SE IL PD RINNEGA GLI IMPEGNI (E NON SI FIDA DEL PROPRIO GOVERNO)

SAREBBE GRAVE E SORPRENDENTE CHE IL PARTITO CUI APPARTENGONO IL PREMIER E IL MINISTRO DEL LAVORO RINNEGASSE L’ACCORDO RAGGIUNTO TRA GOVERNO E MAGGIORANZA IN OCCASIONE DELLA DISCUSSIONE DEL DECRETO POLETTI SUI CONTRATTI A TERMINE

Dichiarazione rilasciata all’Agenzia di stampa Adn-Kronos il 27 giugno 2014 .

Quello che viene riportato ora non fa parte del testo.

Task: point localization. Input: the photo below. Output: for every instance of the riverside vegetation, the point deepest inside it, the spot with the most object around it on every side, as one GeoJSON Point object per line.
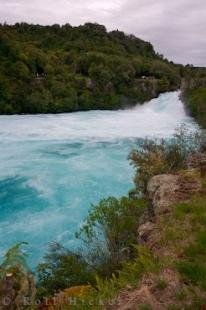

L’emendamento che ho presentato oggi all’articolo 4 del disegno di legge-delega sul lavoro, insieme ai rappresentanti del NCD, SVP e Popolari, avrebbe dovuto essere fatto proprio pacificamente anche dal PD, dal momento che esso si limita a trasferire nella legge-delega l’impegno formalmente assunto dalle stesse forze di maggioranza e dal Governo nella “premessa” che un mese e mezzo fa aggiungemmo al decreto Poletti sui contratti a termine, senza modificarne una virgola. Quell’impegno si articolava in tre punti: emanazione di un “testo unico semplificato delle norme in materia di rapporti di lavoro”; previsione nel testo unico del “contratto a tempo indeterminato a protezione crescente”; “senza alterazione dell’articolazione attuale dei tipi contrattuali” (articolo 1, comma 1, del decreto n. 34/2014). Quest’ultima espressione significa in modo tecnicamente molto preciso che il “contratto a protezione crescente” non costituisce né il “contratto unico” che sostituisce tutti gli altri tipi di rapporto di lavoro, né l’ennesimo nuovo tipo di rapporto di lavoro che si aggiunge ai precedenti: esso non è altro che il contratto ordinario a tempo indeterminato, ma regolato in modo meno rigido, con una garanzia di stabilità minima all’inizio del rapporto e via via crescente con il crescere dell’anzianità di servizio della persona interessata. Osservo in proposito che si tratta di un emendamento “a maglie molto larghe”, cioè che lascia ampia discrezionalità al Governo circa il modello di “protezione crescente” da adottare. E questa ampia discrezionalità è lasciata a un Governo il cui presidente e il cui ministro del Lavoro sono entrambi espressione del PD. Se dunque il PD dovesse rifiutare questo emendamento, ciò costituirebbe un segnale molto preoccupante di scollatura tra il PD e i suoi stessi esponenti nella compagine governativa. Per di più su di una questione di importanza cruciale per la strategia europea enunciata in Parlamento dallo stesso premier Renzi nei giorni scorsi: perché qui il dissenso riguarda due punti cruciali del Jobs Act annunciato da Renzi fin dal 7 gennaio di quest’anno, poi di nuovo a metà marzo: il Codice semplificato del lavoro e il contratto di lavoro a tempo indeterminato a protezione crescente, oggetto di ripetute raccomandazioni rivolteci in questi ultimi anni dai vertici dell’Unione Europea e ultimamente anche dal Fondo Monetario Internazionale.